Q. You have close ties with GCC governments. How important are those to your regional work?
Middle Eastern countries have serious challenges, but the region also has incredible ingenuity, and some of the most generous governments and philanthropists in the world. We rely on our partners’ generosity, and also on their knowledge of geographies, development challenges, and their relationships with communities that can be difficult for us to reach.
As an example, we’ve worked closely with the UAE on a number of initiatives, most notably in the fight against polio. In 2013, we co-hosted the Global Vaccine Summit with the Crown Prince of Abu Dhabi, Sheikh Mohammed bin Zayed Al Nahyan. It raised more than $4bn toward making polio only the second disease ever to be eradicated.
We are also part of a giving circle, the Shefa Fund, made up of Saudi Arabian families, each of whom support eliminating meningitis A in Africa and polio worldwide.
The Islamic Development Bank (IDB) is another important partner for us in the Middle East. We share a number of priorities centered on lifting the burdens of poverty and disease for people across the region. We’ve helped to make IDB loans more affordable for impoverished countries to use, to invest in their futures.
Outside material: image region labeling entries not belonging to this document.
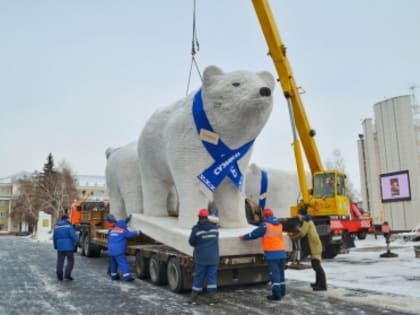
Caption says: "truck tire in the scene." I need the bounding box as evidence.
[357,230,367,240]
[167,257,185,293]
[136,251,150,279]
[322,244,340,258]
[149,255,168,285]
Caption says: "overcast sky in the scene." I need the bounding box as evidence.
[0,0,420,193]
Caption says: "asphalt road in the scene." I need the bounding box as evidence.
[0,236,414,315]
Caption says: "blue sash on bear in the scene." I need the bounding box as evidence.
[192,89,255,192]
[258,170,268,210]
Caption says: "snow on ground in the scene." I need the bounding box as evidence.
[286,235,420,314]
[28,235,420,314]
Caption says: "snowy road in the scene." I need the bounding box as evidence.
[0,236,416,315]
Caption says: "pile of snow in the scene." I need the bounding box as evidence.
[286,235,420,314]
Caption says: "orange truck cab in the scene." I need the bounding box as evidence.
[69,200,82,225]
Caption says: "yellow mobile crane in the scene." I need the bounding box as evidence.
[252,0,358,258]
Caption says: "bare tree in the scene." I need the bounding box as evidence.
[12,153,77,231]
[11,179,41,230]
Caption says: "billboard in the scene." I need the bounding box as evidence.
[380,170,411,202]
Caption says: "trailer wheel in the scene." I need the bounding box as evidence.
[357,230,367,240]
[149,255,168,285]
[136,251,150,279]
[167,257,184,293]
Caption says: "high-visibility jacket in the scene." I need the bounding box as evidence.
[382,224,391,234]
[243,217,286,260]
[261,223,284,252]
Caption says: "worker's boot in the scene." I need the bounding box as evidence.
[207,292,217,305]
[188,290,198,304]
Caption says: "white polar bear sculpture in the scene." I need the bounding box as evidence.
[105,141,178,219]
[245,163,311,218]
[105,141,143,219]
[138,66,275,228]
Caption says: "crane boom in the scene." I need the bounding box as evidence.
[252,0,324,174]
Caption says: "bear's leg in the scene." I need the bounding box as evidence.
[214,179,248,228]
[142,175,170,217]
[177,182,209,229]
[109,189,126,219]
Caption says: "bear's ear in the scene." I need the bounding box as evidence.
[258,71,276,90]
[203,66,223,85]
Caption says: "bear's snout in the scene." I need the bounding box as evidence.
[260,86,271,96]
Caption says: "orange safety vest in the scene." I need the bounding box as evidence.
[382,224,391,234]
[261,223,284,252]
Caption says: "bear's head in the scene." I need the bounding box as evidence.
[202,66,275,149]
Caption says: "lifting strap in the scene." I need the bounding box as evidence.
[186,0,202,95]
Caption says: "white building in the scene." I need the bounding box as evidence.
[358,95,420,230]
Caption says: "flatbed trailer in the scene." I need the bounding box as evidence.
[74,202,269,293]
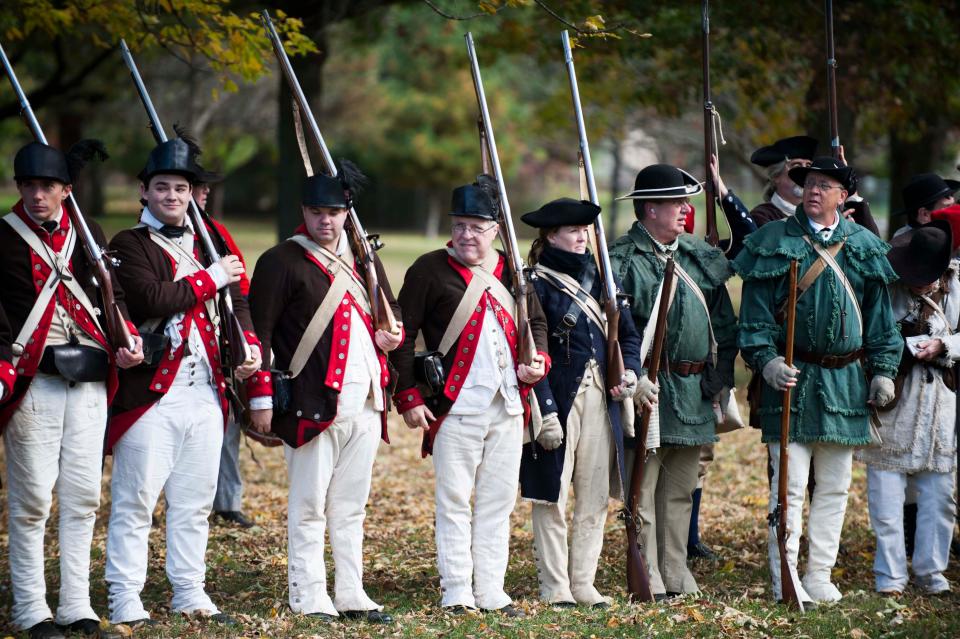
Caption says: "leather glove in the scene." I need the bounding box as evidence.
[620,368,637,399]
[537,413,563,450]
[867,375,895,408]
[634,375,660,408]
[763,355,800,391]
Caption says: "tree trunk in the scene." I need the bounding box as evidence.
[887,122,946,234]
[277,30,327,237]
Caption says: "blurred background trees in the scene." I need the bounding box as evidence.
[0,0,960,237]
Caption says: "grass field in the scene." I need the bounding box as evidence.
[0,216,960,639]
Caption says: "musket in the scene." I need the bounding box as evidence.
[464,32,537,366]
[0,38,136,351]
[120,40,251,419]
[560,31,624,396]
[823,0,840,160]
[260,9,400,334]
[621,257,676,601]
[768,260,803,612]
[701,0,720,246]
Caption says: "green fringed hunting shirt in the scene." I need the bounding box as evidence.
[610,222,737,446]
[733,205,903,446]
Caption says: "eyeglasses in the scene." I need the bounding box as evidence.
[452,222,497,235]
[803,178,843,193]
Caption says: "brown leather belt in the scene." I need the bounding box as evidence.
[643,358,707,377]
[793,348,863,368]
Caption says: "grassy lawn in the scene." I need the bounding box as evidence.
[0,216,960,639]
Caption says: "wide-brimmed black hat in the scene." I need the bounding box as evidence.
[899,173,960,214]
[750,135,819,167]
[300,173,350,209]
[787,156,857,193]
[617,164,703,200]
[13,142,73,184]
[450,184,497,220]
[520,197,600,229]
[138,138,198,184]
[887,220,953,286]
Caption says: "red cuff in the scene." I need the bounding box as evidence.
[243,331,263,355]
[185,271,217,302]
[393,386,424,413]
[247,371,273,398]
[0,360,17,399]
[127,320,140,337]
[537,351,553,377]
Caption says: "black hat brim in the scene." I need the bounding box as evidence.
[887,220,953,286]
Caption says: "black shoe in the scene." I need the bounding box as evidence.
[307,612,337,623]
[216,510,255,528]
[27,619,65,639]
[484,604,527,619]
[340,610,393,623]
[113,617,160,630]
[208,612,240,627]
[57,619,100,637]
[687,541,720,561]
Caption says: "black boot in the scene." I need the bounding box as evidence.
[687,488,717,561]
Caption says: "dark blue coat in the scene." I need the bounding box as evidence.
[520,250,641,502]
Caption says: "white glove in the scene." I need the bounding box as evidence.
[867,375,895,408]
[537,413,563,450]
[763,355,800,390]
[634,375,660,408]
[620,368,637,399]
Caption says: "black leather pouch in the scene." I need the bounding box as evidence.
[43,344,110,382]
[413,351,447,395]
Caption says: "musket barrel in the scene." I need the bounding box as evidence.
[464,32,523,272]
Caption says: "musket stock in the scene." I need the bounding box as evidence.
[260,9,400,335]
[560,31,624,390]
[624,257,676,601]
[770,260,803,612]
[0,38,136,351]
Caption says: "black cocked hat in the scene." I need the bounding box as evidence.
[617,164,703,200]
[450,184,497,220]
[520,197,600,229]
[138,138,199,185]
[787,156,857,193]
[750,135,819,167]
[300,173,350,209]
[887,220,953,286]
[899,173,960,215]
[13,142,73,184]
Q. You are a vocal advocate for female empowerment. Why are women and girls so critical to the success of global development goals?
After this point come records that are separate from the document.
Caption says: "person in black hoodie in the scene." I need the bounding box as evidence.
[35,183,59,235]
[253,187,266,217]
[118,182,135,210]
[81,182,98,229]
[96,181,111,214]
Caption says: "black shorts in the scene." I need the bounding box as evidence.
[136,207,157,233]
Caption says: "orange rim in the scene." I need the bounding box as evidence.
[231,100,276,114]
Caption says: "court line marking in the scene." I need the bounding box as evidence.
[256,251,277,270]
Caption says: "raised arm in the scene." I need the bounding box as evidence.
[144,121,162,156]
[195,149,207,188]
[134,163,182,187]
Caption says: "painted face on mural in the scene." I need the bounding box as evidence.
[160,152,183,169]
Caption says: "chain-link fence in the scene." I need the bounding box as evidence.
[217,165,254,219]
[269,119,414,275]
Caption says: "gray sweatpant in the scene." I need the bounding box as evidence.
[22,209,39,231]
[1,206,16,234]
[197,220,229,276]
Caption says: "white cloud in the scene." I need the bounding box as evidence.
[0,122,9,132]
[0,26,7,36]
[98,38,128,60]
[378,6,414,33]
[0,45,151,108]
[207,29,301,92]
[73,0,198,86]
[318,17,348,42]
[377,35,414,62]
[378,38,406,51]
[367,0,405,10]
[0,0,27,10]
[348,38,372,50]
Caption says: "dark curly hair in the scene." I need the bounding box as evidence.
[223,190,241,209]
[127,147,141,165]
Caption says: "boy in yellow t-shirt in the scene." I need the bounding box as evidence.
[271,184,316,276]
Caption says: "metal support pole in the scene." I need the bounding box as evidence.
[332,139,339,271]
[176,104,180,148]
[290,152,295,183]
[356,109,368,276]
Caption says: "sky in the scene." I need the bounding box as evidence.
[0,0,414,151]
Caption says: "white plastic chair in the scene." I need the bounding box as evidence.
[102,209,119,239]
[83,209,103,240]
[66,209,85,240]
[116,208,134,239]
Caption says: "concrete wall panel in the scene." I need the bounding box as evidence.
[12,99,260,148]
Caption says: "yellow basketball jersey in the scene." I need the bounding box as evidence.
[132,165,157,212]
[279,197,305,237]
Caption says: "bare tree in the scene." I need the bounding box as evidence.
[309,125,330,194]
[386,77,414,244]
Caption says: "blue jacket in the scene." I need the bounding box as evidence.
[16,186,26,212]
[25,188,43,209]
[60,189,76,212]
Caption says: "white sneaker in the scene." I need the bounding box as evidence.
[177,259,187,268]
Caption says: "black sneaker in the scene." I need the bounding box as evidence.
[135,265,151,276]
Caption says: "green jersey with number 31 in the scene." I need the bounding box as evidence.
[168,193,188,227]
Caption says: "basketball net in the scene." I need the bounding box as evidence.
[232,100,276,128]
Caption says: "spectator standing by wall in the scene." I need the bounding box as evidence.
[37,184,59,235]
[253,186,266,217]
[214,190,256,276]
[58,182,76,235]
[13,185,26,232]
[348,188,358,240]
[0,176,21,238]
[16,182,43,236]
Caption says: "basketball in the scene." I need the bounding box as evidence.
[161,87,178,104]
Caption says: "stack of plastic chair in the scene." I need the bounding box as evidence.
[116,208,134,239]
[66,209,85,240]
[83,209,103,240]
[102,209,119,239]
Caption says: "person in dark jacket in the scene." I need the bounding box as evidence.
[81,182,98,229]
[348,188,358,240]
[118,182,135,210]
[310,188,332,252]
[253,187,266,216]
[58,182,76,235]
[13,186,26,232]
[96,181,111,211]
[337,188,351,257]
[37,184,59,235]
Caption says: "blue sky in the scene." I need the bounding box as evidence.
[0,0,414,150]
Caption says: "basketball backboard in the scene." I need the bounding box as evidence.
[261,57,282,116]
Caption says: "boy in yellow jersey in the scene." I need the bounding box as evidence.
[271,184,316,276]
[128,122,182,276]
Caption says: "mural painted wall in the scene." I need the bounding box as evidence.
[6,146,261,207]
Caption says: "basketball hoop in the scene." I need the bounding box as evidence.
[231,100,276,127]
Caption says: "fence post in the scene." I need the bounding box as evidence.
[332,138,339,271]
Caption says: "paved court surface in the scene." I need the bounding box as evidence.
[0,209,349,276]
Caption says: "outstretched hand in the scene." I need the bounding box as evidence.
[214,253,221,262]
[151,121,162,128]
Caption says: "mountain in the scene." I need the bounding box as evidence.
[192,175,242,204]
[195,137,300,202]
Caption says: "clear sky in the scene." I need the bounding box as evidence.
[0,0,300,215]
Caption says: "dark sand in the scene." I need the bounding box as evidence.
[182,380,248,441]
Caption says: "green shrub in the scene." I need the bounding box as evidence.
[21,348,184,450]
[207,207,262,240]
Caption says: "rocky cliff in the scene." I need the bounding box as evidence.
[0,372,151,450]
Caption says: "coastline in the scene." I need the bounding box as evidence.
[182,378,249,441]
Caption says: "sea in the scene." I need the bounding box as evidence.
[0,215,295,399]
If you want to improve the lives of people in any community, empowering its women is a good place to start. There are a number of reasons why, but here’s one of the most important: if a woman has a dollar in her pocket, she uses about eighty cents of that to provide for her family, purchasing things like healthy food, doctor visits, and education. In my travels, I talk to women about finances quite a bit. Almost universally, one of the first priorities they mention is their children’s school. Whether they talk about schoolbooks, fees, or supplies, it’s the first thing on their minds.
Their investments pay off. When mothers decide how their families’ money is spent, their children are 20 per cent more likely to survive, and much more likely to thrive. Focusing on women and girls is the most direct way to ensure healthier and more prosperous families, and greater economic progress around the world.
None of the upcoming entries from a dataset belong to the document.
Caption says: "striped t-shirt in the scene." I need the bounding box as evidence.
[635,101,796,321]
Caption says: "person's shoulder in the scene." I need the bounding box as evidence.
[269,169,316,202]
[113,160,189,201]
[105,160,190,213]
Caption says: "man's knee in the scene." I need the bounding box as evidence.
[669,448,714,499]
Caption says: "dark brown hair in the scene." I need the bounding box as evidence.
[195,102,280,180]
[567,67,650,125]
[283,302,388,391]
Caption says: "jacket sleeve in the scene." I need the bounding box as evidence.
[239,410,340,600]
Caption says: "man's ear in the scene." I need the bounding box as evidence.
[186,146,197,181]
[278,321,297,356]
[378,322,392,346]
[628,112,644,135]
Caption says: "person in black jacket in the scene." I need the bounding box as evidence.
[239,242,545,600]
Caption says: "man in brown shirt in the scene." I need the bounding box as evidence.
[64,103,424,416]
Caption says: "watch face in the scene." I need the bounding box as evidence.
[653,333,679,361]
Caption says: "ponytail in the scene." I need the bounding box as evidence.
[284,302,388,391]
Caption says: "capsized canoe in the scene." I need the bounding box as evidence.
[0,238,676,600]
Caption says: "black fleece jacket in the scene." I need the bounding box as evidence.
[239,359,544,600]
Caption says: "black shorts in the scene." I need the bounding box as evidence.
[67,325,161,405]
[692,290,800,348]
Q. What more can be done to help shift the paradigm for women and girls in developing countries?
As I’ve taught my three children, it’s crucial that those of us who do have a voice use it to speak up for the women and girls who don’t. It’s our responsibility to advocate for women and girls everywhere to ensure that they grow up healthy and respected, and able to create a better future for themselves and their families.
We are not there yet. Every single day, 800 women die in childbirth, mostly of preventable causes. That’s unacceptable, and the world needs to do more to address it.
In the Muslim world, strong voices are speaking up for women’s empowerment. For years, Saudi Arabia’s Prince Alwaleed bin Talal has been an advocate for women’s rights, and I was glad to hear that women’s empowerment will be a primary focus as he invests his fortune in philanthropy. And last year, when I met Lana Nusseibeh, the UAE’s ambassador to the UN, she spoke powerfully about the country’s commitment to equality.
Men and boys have a role to play too. When I was in Malawi last year, I met with a group of men who are known as ‘male champions’ in their village because they’re helping change their community’s gender norms. They told me that they’re starting young with their own kids, teaching their sons that they, too, have a role in building a more equitable world.
More voices, more support, more education, more collaboration – these are just a few of the actions anyone reading this can take right now.
Q. When you reflect on the work you’ve done over the past 15 years, what are you most proud of?
We are very proud to be part of GAVI, the vaccine alliance. GAVI coordinates efforts between businesses, governments, and aid agencies to deliver lifesaving vaccines to children in poor countries who need them most. So far, GAVI has enabled more than 500,000 children to be vaccinated, saving more than 7 million lives – with half of that money invested in Muslim countries.
Another important moment for me was helping organise a family planning summit in London in 2012. Dozens of countries came together at the summit to commit to helping more than 100 million women get access to the contraceptives they want to plan and space their pregnancies.
The effort raised more than $2bn, the first time the world put a ‘b’ in front of a fundraising effort for women and girls. That’s something I’ll never forget.